Goshen News, Goshen, IN

February 14, 2014

'Canned' hunting not real hunting


Goshen News

---- — Indiana Sen. Carlin Yoder of Middlebury wanted canned hunting in the state legalized and regulated. Fortunately, in our opinion, his effort failed.

Yoder’s Senate Bill 404 died in a Senate committee Feb. 4 on a 25-23 vote. Sen. Yoder was joined in voting for the proposal by Sen. Susan Glick of LaGrange.

This type of legislation seems to crop up from time to time in Indiana. Former Indiana Rep. John Ulmer of Goshen was unsuccessful in the past in his attempts to legalize the practice.
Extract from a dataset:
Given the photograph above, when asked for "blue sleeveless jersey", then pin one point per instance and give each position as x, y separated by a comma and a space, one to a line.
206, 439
THERE ARE A FEW fenced-hunting operations in Indiana because they obtained a court injunction against the Indiana Department of Natural Resources in 2005 when the IDNR closed down about a dozen such businesses. The IDNR said the deer-shooting operations did not have licenses to allow people to hunt the animals, but they did have the right to possess the deer, breed them and sell them. The issue is still before the courts and it may take a few years to sort it out.

There are many deer-breeding operations in rural Elkhart and LaGrange counties. But we don’t think the owners of those operations should be allowed to put a tame deer in a fenced-in field or pen and sell the right of killing that deer. Such a practice is not hunting, and we don’t even like to use the term “canned hunting” as it slanders those Hoosiers who take to the forests and fields each fall and winter to harvest game animals in ethical fair-chase circumstances.

WE CAN’T IMAGINE why someone would want to pay money to shoot a tame animal and then place the head of that animal on their wall to claim some sort of morbid bragging right for the deed. There is no skill involved and it’s simply a cash transaction.

There has been widespread condemnation for this practice among Indiana hunters and hunter organizations. These organizations and ethical Hoosier hunters know that if fenced hunting is allowed, the public will unfairly connect them to the practice and see the ancient and honorable practice of hunting in a bad light.

WE SUGGEST THOSE who want to harvest a trophy buck put the time and effort in to learn the ethical ways of hunting, purchase a hunting license and then go afield and try and take a buck. It will be extraordinarily hard work and frustrating, but in the end it will be something to brag about, unlike shooting a tame deer in a pen.